Bill O’Reilly Likes Glee

No joke.  In his latest column, Fox News host and commentator Bill O’Reilly spoke very highly of the show Glee. 

From the column –
But there is an important social upside to the show. Gays, physically challenged people, and overweight kids are all put in a positive light compatible with the show's liberal tone.


The trendiness that Glee embraces on the tube doesn't much bother me, and I like the fact that chubby performers are often front and center. Also, the kid in the wheelchair sings great, and his presence sends an anti-stigma message as well. So, there is much good in the program.

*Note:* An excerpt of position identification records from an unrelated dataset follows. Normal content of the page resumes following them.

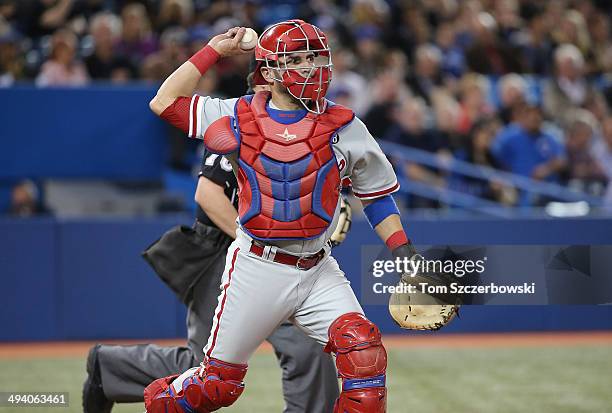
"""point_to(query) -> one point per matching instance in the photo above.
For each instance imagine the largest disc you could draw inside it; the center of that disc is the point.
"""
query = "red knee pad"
(362, 401)
(215, 385)
(361, 360)
(358, 347)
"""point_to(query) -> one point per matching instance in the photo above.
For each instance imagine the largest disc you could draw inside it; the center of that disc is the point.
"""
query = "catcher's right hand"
(418, 310)
(344, 223)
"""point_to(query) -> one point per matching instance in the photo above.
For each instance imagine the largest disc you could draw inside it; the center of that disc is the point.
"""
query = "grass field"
(450, 376)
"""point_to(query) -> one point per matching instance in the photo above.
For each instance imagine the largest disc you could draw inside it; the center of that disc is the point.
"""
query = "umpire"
(191, 262)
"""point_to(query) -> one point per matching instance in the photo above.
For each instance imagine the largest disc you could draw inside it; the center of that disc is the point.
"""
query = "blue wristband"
(380, 209)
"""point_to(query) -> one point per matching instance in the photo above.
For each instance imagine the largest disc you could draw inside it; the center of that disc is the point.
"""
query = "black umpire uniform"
(191, 262)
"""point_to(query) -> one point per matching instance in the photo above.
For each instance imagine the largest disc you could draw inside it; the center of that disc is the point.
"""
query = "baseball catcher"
(290, 149)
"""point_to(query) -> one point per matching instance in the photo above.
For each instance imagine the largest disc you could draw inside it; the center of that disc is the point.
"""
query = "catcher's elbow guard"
(380, 209)
(345, 220)
(222, 136)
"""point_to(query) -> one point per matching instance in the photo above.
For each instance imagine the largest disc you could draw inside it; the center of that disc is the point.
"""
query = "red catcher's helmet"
(291, 36)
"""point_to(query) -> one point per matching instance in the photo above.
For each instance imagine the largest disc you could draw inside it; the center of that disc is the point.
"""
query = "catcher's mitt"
(344, 223)
(417, 310)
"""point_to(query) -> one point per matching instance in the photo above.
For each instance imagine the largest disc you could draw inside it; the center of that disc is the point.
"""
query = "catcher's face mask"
(298, 55)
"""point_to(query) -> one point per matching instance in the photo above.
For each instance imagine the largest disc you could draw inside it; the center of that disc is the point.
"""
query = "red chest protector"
(288, 180)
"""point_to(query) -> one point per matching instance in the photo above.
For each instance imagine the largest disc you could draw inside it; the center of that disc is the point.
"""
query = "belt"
(300, 262)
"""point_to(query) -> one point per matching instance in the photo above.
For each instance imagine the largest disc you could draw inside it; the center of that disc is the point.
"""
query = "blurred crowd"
(519, 85)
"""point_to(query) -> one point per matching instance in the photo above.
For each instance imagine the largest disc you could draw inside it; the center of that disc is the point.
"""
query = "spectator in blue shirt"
(525, 149)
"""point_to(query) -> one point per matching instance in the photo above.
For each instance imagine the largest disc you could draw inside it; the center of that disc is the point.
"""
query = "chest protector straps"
(289, 181)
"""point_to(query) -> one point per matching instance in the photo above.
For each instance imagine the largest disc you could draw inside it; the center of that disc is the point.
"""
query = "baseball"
(249, 40)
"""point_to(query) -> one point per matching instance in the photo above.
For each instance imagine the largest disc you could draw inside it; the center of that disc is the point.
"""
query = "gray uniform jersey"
(359, 157)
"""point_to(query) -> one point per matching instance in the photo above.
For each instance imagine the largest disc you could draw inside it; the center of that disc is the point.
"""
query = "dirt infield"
(427, 340)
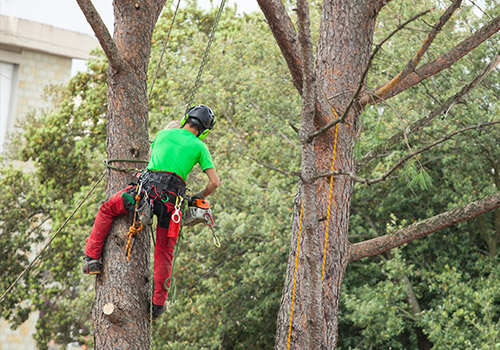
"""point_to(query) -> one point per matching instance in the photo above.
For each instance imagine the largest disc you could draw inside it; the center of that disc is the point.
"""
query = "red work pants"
(164, 249)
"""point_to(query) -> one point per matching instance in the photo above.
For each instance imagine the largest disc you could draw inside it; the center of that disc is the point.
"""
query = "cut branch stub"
(112, 312)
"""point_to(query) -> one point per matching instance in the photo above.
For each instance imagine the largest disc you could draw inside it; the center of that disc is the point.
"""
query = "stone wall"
(36, 71)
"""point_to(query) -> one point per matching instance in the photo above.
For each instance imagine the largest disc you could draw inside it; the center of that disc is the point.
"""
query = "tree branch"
(423, 228)
(413, 154)
(444, 61)
(286, 37)
(402, 160)
(337, 120)
(419, 124)
(102, 34)
(381, 91)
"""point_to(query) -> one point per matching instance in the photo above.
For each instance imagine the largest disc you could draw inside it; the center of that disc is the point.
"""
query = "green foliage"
(228, 298)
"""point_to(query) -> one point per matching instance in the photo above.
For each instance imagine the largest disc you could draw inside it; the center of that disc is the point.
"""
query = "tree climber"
(174, 154)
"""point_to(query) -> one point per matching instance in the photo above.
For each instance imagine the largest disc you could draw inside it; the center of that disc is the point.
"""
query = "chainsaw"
(198, 210)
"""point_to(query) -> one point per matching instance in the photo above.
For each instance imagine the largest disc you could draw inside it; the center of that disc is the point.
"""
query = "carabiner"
(176, 216)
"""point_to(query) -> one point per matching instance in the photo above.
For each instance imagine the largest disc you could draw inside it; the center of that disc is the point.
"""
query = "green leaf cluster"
(228, 298)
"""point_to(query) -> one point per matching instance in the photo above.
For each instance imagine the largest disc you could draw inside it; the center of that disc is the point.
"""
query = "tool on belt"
(198, 210)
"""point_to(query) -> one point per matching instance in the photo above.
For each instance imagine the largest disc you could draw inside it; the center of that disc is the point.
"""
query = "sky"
(66, 13)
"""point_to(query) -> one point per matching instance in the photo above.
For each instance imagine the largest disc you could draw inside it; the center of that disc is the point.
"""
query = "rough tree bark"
(122, 286)
(343, 51)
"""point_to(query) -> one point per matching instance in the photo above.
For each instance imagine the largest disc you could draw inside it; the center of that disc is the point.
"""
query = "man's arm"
(213, 183)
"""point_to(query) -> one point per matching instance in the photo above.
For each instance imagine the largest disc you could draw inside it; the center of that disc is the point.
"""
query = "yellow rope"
(295, 278)
(326, 237)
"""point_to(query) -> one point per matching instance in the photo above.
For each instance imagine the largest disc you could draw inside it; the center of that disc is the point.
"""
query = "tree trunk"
(124, 285)
(343, 51)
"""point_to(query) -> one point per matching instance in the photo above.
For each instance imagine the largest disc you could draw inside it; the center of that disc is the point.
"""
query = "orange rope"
(329, 199)
(295, 278)
(326, 236)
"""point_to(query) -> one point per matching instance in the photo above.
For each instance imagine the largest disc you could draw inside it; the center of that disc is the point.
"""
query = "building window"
(8, 84)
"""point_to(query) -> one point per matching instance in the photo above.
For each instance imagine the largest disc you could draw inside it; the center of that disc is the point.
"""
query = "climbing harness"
(136, 226)
(177, 215)
(198, 211)
(326, 236)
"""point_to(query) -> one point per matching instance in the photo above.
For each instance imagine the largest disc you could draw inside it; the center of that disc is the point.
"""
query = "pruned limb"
(336, 121)
(112, 312)
(442, 62)
(405, 158)
(286, 37)
(426, 148)
(102, 33)
(419, 124)
(383, 90)
(423, 228)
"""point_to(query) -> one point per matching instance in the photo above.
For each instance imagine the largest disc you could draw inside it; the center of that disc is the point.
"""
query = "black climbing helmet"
(204, 115)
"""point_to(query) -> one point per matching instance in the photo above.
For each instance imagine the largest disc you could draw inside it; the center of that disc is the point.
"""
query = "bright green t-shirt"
(178, 151)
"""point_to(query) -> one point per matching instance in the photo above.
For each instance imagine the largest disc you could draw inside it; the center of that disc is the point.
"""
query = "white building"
(32, 56)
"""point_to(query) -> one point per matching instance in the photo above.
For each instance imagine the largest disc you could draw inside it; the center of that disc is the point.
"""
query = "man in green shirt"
(174, 154)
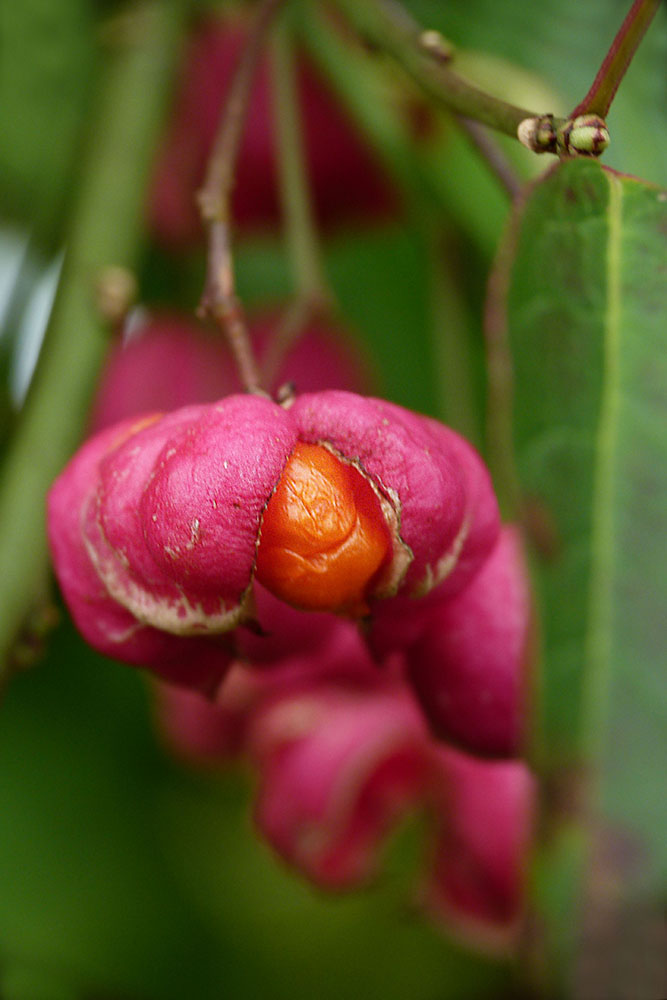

At this point in America, young people are being barraged with tattooed vulgarians who dominate the rock and reality show world. The kids see anti-social behavior, hear poor grammar, and understand that crude conduct is often rewarded with fame and fortune. You don't have to go to the Jersey Shore; just arrive at your local beach or pool this summer, and you'll see young boys and girls with body ink and piercings all over the place. Do these children not have parents? Are their no mirrors in their homes?

The Glee crew is basically clean cut, and do you know what? It's refreshing. That's right, it's nice to see some young Americans on stage who don't look like living dead zombies or Charles Manson. I'm not asking for a comeback from the Kingston Trio or an Up With People convention, I'm just promoting equal time as far as grooming is concerned.

Also, the PC stuff on Glee is in context. It doesn't slap you in the face, like the faux trendy garbage you see on the nightly news, for example.


Yeah, it's positively gleeful. And I'm happy about it.
This positive review is in stark contrast to O’Reilly’s Fox News cohort Glen Beck’s reaction to the show. 

I love Glee and think that it sends some extremely positive messages to today’s youth.  I’m glad that O’Reilly was able to see that too. 

And for the record I have no problems with tattoos and whatnot.  I prefer to base my opinions on the behavior and conduct of others and not on how they look or dress.